Homepage 🖱️ - Elías David Niño-Ruiz, Ph.D.

🌍 Data Assimilation (Graduate Course)

Elías D. Nino-Ruiz, Ph.D.
📧 - enino@uninorte.edu.co - elias.d.nino@gmail.com
💻 - https://enino84.github.io/ - https://aml-cs.github.io/

This course belongs to the Ph.D. program in Systems Engineering at Universidad del Norte, Barranquilla, Colombia

🚀 Welcome

Welcome to this free graduate course on Data Assimilation! This course has been designed to provide you with a comprehensive overview of the fundamentals of Data Assimilation. When I started in this field, I remember how challenging it was to understand the various concepts and topics related to Computer Science, Meteorology, and Applied Mathematics, many of which I had never encountered before. I had previously worked on Combinatorial Optimization, and transitioning to the world of DA was not easy.
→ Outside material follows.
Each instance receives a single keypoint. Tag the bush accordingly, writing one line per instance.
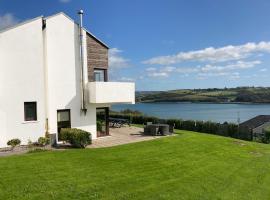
(43, 141)
(76, 137)
(14, 142)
However, as I progressed in my Ph.D., I found the field fascinating. The idea of forecasting based on fitting numerical models to observations or correcting model trajectory based on measurements caught my attention.

If you’re feeling overwhelmed by the physics and math involved in DA, don’t worry. This course is designed to make it easy for you to understand even the most complex concepts. I’ve used Python to demonstrate how simple it can be to implement DA methods. Additionally, I’ve provided a Python package that allows you to build your own DA methods easily within an academic context.

I hope you find this course enjoyable and informative. Please feel free to share it with anyone who may benefit from it.

Overview

This graduate course in Data Assimilation explores the process of adjusting imperfect numerical forecasts using real noisy observations. The course covers ensemble-based data assimilation, including conceptual, theoretical, and practical aspects. Students will use Python as the primary computational language to support their learning and discussions.

Student Outcomes

Upon completing this course, students will be able to:

Design data assimilation problems effectively.
Mitigate the impact of sampling errors in ensemble-based data assimilation.
Employ spatial error correlations to reduce uncertainty in numerical forecasts.
Quantify uncertainty in analysis solutions.

Course Justification

Numerical models play a crucial role in various scientific contexts as they help encapsulate our knowledge of natural phenomena’s physics and dynamics. These models typically involve Partial Differential Equations, which allow us to better understand how our world works. However, they only partially represent the real physics and dynamics of nonlinear phenomena, leading to limited validity in forecasts.

While observations can be used to build machine learning models and produce forecasts, they only temporarily capture the actual dynamics, and extrapolation assumptions are poorly maintained in practice. Moreover, measurements are only available in certain regions with sensors or satellite radiances.

Combining both sources of information—numerical forecasts and observations—leads to more accurate predictions and valid forecasts for more extended periods, even in areas where observations are unavailable. This course aims to provide students with the skills to effectively combine these sources and improve forecasts in various scientific contexts.

Topics

Background - Vectors, Matrices, and Operations
Numerical models
Sequential Data Assimilation
Ensemble-based Data Assimilation
Inflation and Localization Methods

Materials

Background - Vectors, Matrices, and Operations

Understanding the concepts of vectors, matrices, and their operations is crucial in data assimilation because they form the foundation of mathematical models and computational techniques used in the field. The representation of vectors as column vectors, various vector and matrix operations, norms, and decompositions are all vital components in the process of combining numerical forecasts with real-world observations to improve predictions.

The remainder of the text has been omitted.